For Starkville resident Rex Buffington, news that movie star Elizabeth Taylor died yesterday at the age of 79 after a long battle with congestive heart failure brought back memories of a 1979 encounter he had with the actress.
Taylor was born in London, but moved to Los Angeles with her family shortly after the start of World War II. She started acting as a child and had a successful career that spanned decades. She earned two Academy Awards for her work, for 1960’s “Butterfield 8” and 1966’s “Who’s Afraid of Virginia Woolf?”
Taylor was as well known for personal life as she was her professional. Her love life was often as scandalous as it was glamorous. She had married eight times, although she married actor Richard Burton twice.
It was during Taylor’s marriage to her sixth husband, U.S. senator John Warner, a Republican from Virginia, that Buffington, now the executive director of the Stennis Center for Public Service. spent the day with the star.
In 1979, Buffington was the press secretary for Senator Stennis.

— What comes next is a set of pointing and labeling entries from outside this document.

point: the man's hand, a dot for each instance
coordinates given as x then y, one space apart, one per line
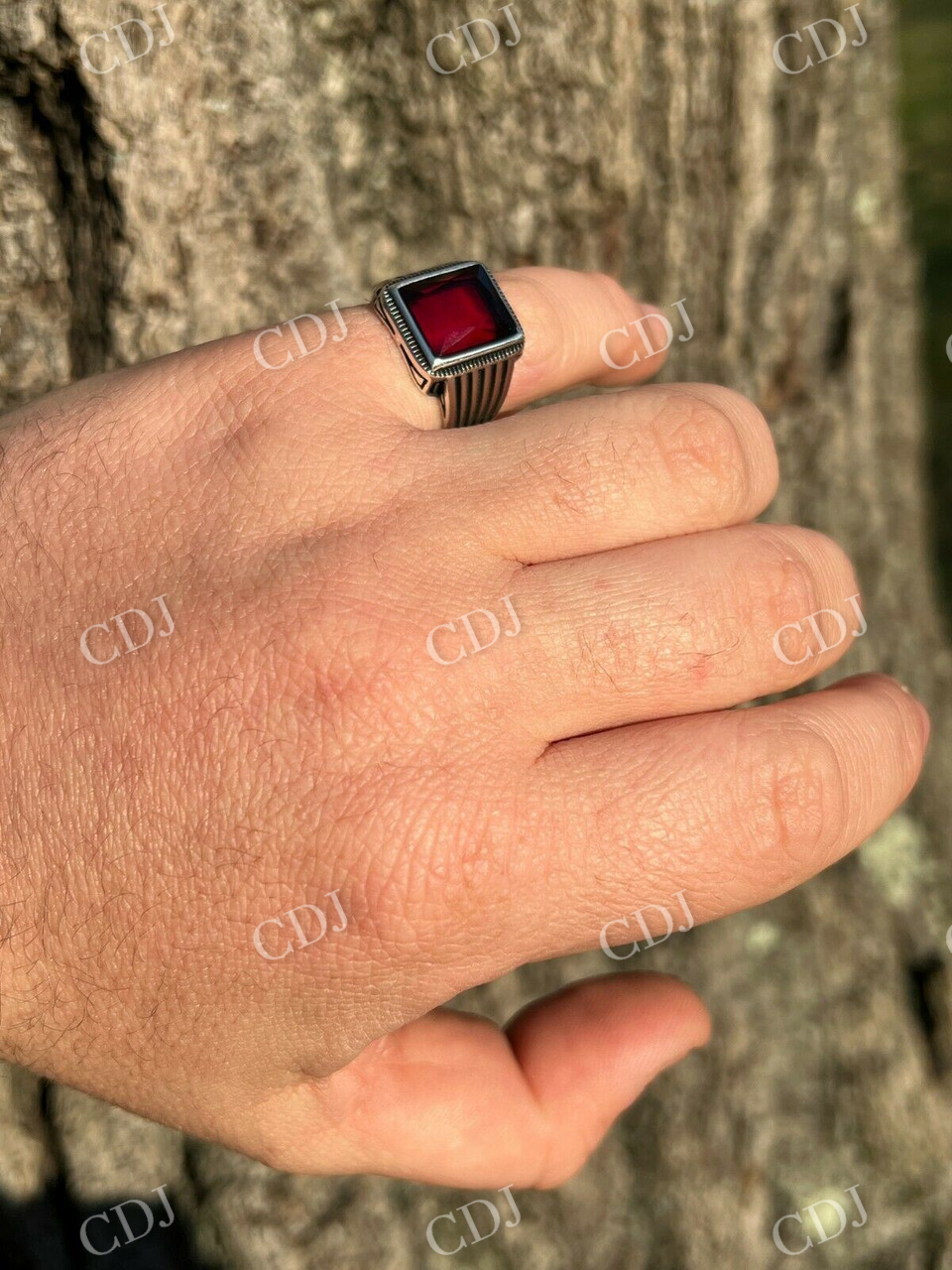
302 729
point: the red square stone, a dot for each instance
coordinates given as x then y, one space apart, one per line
457 314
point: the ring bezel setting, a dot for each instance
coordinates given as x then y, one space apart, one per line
416 305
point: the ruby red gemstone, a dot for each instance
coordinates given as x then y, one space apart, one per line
457 314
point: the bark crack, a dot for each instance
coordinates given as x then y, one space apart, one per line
60 111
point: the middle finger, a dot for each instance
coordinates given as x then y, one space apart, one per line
675 626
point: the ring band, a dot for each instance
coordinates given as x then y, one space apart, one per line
457 334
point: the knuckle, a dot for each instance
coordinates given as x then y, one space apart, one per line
699 444
785 575
563 468
792 798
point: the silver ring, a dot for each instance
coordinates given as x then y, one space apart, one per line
458 336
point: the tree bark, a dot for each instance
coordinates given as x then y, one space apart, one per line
276 157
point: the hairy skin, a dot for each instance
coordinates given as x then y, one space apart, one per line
293 737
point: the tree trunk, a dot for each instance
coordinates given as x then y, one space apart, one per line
276 157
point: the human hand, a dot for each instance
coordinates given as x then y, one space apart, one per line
294 737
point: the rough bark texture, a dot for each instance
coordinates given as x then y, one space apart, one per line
278 155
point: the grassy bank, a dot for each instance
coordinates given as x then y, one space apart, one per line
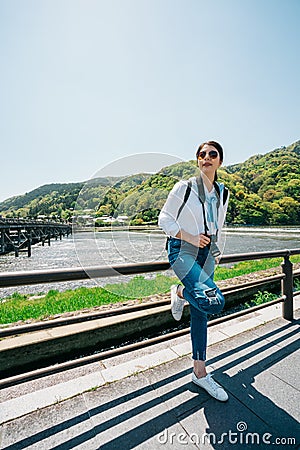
21 307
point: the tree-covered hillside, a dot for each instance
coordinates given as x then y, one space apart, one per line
265 190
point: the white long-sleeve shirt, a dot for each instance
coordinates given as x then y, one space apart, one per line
191 216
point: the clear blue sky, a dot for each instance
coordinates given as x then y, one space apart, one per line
86 82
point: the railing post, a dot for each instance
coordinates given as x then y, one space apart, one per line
287 288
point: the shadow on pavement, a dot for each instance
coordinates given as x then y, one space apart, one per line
144 410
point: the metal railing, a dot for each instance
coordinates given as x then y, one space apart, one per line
12 279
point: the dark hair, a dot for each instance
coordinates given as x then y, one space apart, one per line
213 144
217 146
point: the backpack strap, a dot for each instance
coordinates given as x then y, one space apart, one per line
186 196
225 195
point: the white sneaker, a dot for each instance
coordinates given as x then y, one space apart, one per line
211 386
177 303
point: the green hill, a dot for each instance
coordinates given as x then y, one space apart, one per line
265 190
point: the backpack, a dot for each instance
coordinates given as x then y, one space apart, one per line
201 195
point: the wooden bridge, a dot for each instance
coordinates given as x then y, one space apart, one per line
18 235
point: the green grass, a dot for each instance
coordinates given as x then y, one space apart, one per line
19 307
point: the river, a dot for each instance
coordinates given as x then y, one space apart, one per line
120 247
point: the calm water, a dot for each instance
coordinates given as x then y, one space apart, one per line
107 248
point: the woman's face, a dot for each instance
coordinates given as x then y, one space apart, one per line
206 163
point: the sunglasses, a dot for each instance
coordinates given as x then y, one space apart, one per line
213 154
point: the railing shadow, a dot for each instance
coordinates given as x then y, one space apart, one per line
200 414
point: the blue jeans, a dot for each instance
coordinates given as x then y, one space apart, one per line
195 268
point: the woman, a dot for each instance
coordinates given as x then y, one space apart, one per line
192 217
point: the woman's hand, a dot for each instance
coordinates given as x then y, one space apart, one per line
201 240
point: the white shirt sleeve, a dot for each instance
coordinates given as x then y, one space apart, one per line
167 217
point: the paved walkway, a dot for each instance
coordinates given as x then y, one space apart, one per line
256 358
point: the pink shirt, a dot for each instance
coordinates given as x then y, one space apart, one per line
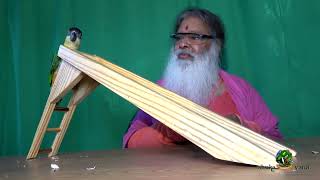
238 98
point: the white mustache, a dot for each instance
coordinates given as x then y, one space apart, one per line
184 51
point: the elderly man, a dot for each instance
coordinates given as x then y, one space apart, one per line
193 72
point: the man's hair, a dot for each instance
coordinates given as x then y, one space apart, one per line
207 17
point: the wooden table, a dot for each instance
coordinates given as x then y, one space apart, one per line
182 162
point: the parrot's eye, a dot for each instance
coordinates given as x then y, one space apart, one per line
73 36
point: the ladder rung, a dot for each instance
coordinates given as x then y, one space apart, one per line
64 109
53 129
45 150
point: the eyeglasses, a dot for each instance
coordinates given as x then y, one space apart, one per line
193 38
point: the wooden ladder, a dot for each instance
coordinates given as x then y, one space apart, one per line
68 78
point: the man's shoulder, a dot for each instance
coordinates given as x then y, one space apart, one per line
233 79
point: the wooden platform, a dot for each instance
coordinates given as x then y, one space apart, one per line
181 162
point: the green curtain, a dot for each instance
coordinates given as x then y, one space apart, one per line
273 44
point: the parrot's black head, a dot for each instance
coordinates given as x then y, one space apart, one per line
74 33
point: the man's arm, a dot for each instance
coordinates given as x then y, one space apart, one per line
145 131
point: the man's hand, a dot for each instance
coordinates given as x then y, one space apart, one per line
169 133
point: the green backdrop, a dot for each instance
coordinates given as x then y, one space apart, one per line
273 44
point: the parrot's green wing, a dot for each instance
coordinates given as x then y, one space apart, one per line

Senator Stennis had been invited to Pascagoula, Miss. to give a speech at the commissioning of a ship. The senator couldn’t make it, but extended the invitation to Senator Warner and his wife, Elizabeth Taylor.
“Senator Stennis asked me to travel with them,” Buffington said. “ I was there to show them Mississippi and help them feel welcome.”
He met the senator and the movie star at the airport very early the morning of the trip.
“I got there before they did, but I remember the car rolled up, she got out and we stood there eye to eye for a moment,” Buffington said. “She really did have the most beautiful eyes.”
He said that the actress was very tired because she had just returned from the funeral of one of her former husbands. Despite her fatigue, she remained gracious as ever.
“She was really interested in the trip and wanted to know everything about Mississippi,” he said. “She very much seemed to be playing the roll of the senator’s wife.”
Buffington said the day went smoothly and Taylor seemed to enjoy herself.
“She was very studious about not trying to grab the lime light,” he said. “Although she was really the one everyone was interested in.”
After the trip, he saw her occasionally on Capitol Hill, often supporting her husband. But her marriage to Senator Warner only lasted a few more years.
Although scandal and gossip that plagued her throughout much of her life, Taylor was also a strong activist. During the 1980s, Taylor became an outspoken supporter for AIDS research. She founded the Elizabeth Taylor AIDS Foundation in 1991. She raised money to help those affected by the disease and fought the negative stigma attached to those infected.
Despite her sometimes tumultuous personal life, Taylor was without a doubt one of Hollywood’s most interesting actresses.
“She was really very kind and nice and warm,” Buffington said. “And yet, there certainly was a mystique about her.”